No sé por qué se ofendía tanto cuando la gente permitía que sus corazones gobernaran sobre sus cabezas. Después de todo, ella había decidido casarse conmigo cuando su madre, para empezar, lo consideraba una elección que rayaba en la locura.

—¿Por qué estás tan furiosa? —le pregunté—. A mí me parece bastante triste.

—Triste para Charles y para esa pobre mujer y sus hijos. Para ellos no lo es. Ellos están destrozando las vidas de los demás.

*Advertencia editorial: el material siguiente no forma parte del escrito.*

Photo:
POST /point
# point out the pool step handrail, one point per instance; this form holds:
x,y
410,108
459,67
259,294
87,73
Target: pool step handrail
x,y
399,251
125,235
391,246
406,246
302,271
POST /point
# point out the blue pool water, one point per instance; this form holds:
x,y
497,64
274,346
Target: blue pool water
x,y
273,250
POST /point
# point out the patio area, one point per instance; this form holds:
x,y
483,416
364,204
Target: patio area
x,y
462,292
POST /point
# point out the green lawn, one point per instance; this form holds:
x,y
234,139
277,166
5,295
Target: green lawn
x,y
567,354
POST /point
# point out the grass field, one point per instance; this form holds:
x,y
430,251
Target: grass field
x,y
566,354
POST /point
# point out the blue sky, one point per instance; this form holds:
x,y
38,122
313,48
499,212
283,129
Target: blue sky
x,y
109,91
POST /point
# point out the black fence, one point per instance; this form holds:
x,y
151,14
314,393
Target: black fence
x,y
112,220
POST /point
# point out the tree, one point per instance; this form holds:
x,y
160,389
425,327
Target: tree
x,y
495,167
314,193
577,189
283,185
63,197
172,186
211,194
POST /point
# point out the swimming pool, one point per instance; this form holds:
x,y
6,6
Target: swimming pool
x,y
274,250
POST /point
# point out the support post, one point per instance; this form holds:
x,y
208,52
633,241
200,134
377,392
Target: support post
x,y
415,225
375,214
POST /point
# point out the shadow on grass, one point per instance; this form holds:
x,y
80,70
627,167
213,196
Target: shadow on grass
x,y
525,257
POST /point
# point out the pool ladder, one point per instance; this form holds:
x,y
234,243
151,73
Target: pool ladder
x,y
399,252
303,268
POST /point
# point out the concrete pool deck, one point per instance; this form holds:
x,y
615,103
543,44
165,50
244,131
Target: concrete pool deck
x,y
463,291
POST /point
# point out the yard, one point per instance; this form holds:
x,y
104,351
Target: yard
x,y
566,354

Una vez que Dempster abrió las compuertas, Edith fue machacada, como era de esperar, por los mismos periodistas que se habían esforzado en hacerse amigos suyos durante su noviazgo, tan solo unos meses antes. Las circunstancias tampoco ayudaron. Fue durante el periodo de desencanto con el gobierno de John Major, cuando el nuevo laborismo bailaba la Danza de los Siete Velos ante un electorado cada vez más fascinado, y aquel cuento de corrupción en las altas esferas encajaba a la perfección con las expectativas del público. Hubo columnas críticas firmadas por Lynda Lee-Potter desde la derecha y de desprecio insultante en
Private Eye
desde la izquierda. Edith la triunfadora hecha a sí misma se convirtió en Edith la oportunista social, con unas ambiciones insaciables y mezquinas reflejo de la sociedad implacable creada por la señora Thatcher. Como el escándalo Hamilton o el divorcio Spencer, pronto quedó claro que los hechos y personajes reales habían dejado de tener gran importancia y solo contaba lo que los periódicos defendieran. Para los Uckfield fue una pesadilla, ya que pertenecían sin reservas a esa doctrina que afirma que el nombre de una mujer decente solo aparece en prensa en tres ocasiones: bienvenida, partida y despedida, es decir, cuando nace, cuando se casa y cuando muere. Ver criticada a su hija política en titulares de sociedad era como si los desnudaran y los azotaran en la plaza pública. Y si para ellos era horrible, para Charles era sencillamente insoportable. Un poco ilógico, porque la prensa ya empezaba a prepararse para la «blairocracia» que empezaba a despuntar y Charles, a pesar de ser un inútil aristócrata, era la parte inocente (probablemente porque no había otra forma de contar aquella historia). Aun así, ver el adulterio de su mujer comentado en periódicos y revistas era una especie de martirio para él. Cuanto más telefoneaban a Broughton para animarle a que contara «su versión», más vulnerado e invadido se sentía Charles. Lo cierto es que su miedo al escándalo no era una postura artificial, sino una convicción profundamente arraigada. Se le estaba castigando cuando no había hecho nada malo. Al menos esa era la visión que Charles tenía de aquel asunto y a mí no me parece del todo inexacta.